If you have ADHD or think you might:
The A.D.D. Resource Center can help!

Is AI Making Us Dumber? The Hidden Cost of Letting Machines Think for You

​Harold Robert Meyer | The ADD Resource Center

haroldmeyer@addrc.org http://www.addrc.org/
Reviewed 04/11/2026 – Published 05/03/2026

​​Listen to understand, not just to respond​

(With help from Claude, Gemini, Gork, and Perplexity)

Executive Summary

As AI tools become embedded in daily life, emerging research reveals a troubling tradeoff: the more we outsource our thinking to machines, the less we exercise the cognitive muscles that keep us sharp. This phenomenon—known as cognitive offloading—has particular implications for individuals with ADHD, who already navigate executive function challenges and may be both the greatest beneficiaries and the most vulnerable users of AI-powered tools. The research is converging on a clear message: the issue is not whether to use AI, but whether we can cultivate the judgment to use it without surrendering the thinking that makes us who we are.

Why This Matters

A March 2026 RAND report found that 62% of middle school, high school, and college students now use AI for homework—up from 48% just seven months earlier. Even more striking, 67% of those students believe that the more they use AI for schoolwork, the more it will harm their critical thinking skills. They’re using it anyway.
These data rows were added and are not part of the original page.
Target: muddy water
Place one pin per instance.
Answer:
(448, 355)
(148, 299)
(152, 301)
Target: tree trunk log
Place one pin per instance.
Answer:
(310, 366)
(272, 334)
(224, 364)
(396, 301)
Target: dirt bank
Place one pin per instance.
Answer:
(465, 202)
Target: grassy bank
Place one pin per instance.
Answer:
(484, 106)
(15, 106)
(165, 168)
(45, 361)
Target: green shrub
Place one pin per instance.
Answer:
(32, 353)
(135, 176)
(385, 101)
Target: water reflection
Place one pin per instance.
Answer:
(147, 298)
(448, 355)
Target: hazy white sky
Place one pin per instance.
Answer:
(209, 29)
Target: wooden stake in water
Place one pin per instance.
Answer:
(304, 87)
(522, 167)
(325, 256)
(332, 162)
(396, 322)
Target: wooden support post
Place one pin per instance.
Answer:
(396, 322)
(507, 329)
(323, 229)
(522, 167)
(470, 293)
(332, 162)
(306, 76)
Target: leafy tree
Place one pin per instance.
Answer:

For the ADHD community, this tension is magnified. AI tools offer genuinely transformative support—scaffolding executive function, reducing cognitive load, and helping with task initiation. But the same cognitive offloading that provides relief may, over time, weaken the very skills individuals with ADHD most need to develop and maintain.

Key Findings

The Science of Cognitive Offloading

Cognitive offloading—delegating mental tasks to external tools—is not new. We’ve done it with writing, calculators, and calendars for centuries. But AI represents a qualitative leap. Unlike a calculator that handles arithmetic, generative AI can now perform analysis, reasoning, and creative composition—cognitive functions that were once exclusively human territory.

A landmark 2025 study by Michael Gerlich at SBS Swiss Business School surveyed 666 participants and found a statistically significant negative correlation (r = −0.68) between frequent AI tool usage and critical thinking scores. The effect was mediated by cognitive offloading: the more participants relied on AI, the less they engaged their own analytical faculties. Cognitive offloading was strongly correlated with AI usage (r = +0.72) and inversely related to critical thinking (r = −0.75). Younger users, ages 17–25, showed the highest AI dependence and the lowest critical thinking scores, while higher educational attainment appeared to buffer against the worst effects.

A separate 2025 study published at the CHI Conference, led by Microsoft Research, surveyed 319 knowledge workers who shared 936 real-world examples of using generative AI in workplace tasks. The study found that generative AI consistently reduced the perceived effort required for critical thinking. Workers who had high confidence in AI’s capabilities were especially likely to scale back their own cognitive engagement. The study documented a notable shift from “material production to critical integration”—workers were spending less time doing the thinking and more time reviewing AI output, but the quality of that review often depended on their pre-existing expertise. Critically, workers with higher self-confidence in their own domain knowledge maintained stronger critical thinking practices even when using AI regularly.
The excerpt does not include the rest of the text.